There are multiple approaches to dealing with the legal cost of moving content around. Apple is trying its best to get around this disadvantage by creating one environment (iTunes) to serve content (music, video, games, software) to a multitude of devices (the desktop, laptop, ipod, iphone, Apple TV). Internet stores selling professional content in a digital form may be able to leverage their growing market share (see story) to diminish their legal cost disadvantage. Like Apple, Joost has created an encrypted hard to upload environment, but there are also unencrypted easy to upload environment (think YouTube), or encrypted easy to upload environments (think Brightcove), which all circumvent some of the legal cost disadvantages that the Internet has over physical distribution. The growing size of the Internet advertising market also potentially will draw more professional content onto Internet based distribution systems.
Is it going to get less painful to hookup the Internet to your high definition television type display? Undoubtedly. User interface design in consumer devices is something that Apple is very good at, but it’s not beyond the capabilities of a TiVo, Microsoft, Google, or other party to innovate in such a space. And one significant advantage of using the Internet to distribute your media is that you can continuously upgrade the interface. We’ve seen this with websites, have seen hints of this with Apple TV, and will see it with the iPhone. This takes device development from a relatively slow iteration hardware model to a super fast iteration web site like model.

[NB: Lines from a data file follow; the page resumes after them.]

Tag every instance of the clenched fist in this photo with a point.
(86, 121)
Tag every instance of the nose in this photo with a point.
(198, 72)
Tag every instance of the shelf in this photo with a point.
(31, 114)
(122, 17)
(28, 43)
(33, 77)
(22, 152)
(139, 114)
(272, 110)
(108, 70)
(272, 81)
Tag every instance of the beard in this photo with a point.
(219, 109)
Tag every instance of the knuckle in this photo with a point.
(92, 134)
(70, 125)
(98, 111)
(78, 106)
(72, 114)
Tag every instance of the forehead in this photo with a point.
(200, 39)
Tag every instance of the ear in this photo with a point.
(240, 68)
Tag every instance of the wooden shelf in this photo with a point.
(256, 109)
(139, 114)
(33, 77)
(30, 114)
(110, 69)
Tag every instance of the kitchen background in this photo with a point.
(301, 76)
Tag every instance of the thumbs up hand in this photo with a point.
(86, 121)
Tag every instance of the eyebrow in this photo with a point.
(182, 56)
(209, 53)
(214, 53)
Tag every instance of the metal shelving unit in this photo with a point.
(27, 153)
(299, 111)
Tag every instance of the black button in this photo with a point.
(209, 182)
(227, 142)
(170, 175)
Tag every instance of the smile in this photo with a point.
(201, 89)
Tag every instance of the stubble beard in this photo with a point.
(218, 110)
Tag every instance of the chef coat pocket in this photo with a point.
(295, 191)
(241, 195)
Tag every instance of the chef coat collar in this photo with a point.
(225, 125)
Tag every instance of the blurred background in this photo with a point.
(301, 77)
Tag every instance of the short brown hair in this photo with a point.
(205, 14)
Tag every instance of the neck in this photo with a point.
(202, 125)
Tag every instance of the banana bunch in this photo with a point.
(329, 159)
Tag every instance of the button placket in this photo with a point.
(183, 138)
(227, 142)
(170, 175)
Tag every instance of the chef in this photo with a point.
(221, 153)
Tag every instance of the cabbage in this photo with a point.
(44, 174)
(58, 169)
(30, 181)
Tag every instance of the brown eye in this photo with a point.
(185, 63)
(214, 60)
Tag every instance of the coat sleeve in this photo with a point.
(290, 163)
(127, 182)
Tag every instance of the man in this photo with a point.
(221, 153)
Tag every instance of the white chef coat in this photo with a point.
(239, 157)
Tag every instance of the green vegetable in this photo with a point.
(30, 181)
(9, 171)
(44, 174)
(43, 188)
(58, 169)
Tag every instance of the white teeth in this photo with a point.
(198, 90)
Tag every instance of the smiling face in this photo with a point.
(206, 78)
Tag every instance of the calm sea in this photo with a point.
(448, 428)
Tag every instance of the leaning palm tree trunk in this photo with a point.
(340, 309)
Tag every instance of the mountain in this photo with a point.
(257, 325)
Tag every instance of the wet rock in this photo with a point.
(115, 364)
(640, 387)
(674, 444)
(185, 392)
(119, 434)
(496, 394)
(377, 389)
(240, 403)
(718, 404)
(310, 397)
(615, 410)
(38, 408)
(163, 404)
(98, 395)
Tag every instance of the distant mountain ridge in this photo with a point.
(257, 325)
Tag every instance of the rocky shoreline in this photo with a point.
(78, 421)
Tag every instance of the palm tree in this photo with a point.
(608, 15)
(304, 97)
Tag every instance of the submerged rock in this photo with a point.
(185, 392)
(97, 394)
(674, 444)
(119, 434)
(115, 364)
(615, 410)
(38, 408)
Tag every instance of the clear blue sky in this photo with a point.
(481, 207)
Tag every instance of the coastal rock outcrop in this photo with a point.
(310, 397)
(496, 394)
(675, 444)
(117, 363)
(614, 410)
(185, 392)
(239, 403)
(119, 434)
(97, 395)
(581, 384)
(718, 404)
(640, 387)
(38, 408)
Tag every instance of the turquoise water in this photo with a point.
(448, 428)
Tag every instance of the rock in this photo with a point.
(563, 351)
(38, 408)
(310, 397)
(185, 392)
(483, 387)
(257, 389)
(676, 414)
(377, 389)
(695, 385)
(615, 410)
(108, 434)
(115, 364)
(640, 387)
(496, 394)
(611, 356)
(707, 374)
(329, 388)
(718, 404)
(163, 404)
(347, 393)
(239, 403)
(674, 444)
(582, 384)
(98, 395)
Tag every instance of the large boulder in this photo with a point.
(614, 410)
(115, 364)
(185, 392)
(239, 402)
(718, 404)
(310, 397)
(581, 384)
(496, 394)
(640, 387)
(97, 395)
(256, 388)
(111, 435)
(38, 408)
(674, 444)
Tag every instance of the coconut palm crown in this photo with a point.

Although leadership in the Internet age can change rapidly (see my post on Murdoch’s statement “They’re all moving to Facebook now”), it is possible to create competitive advantage in the Internet? Apple has shown they can do it by coupling beautiful hardware, elegant software interfaces, a minimalist aesthetic approach to what a customer actually finds most useful, and a growing library of professional content that it has the rights to distribute (iTunes) and amateur content (YouTube through Apple).
It is certainly a better business than being a commodity DVD player manufacturer, if you can get traction with the consumer, and can maintain a proper pace of innovation. This is a point that Toshiba and Sony, with their massive initiatives on a waning medium, would do well to heed.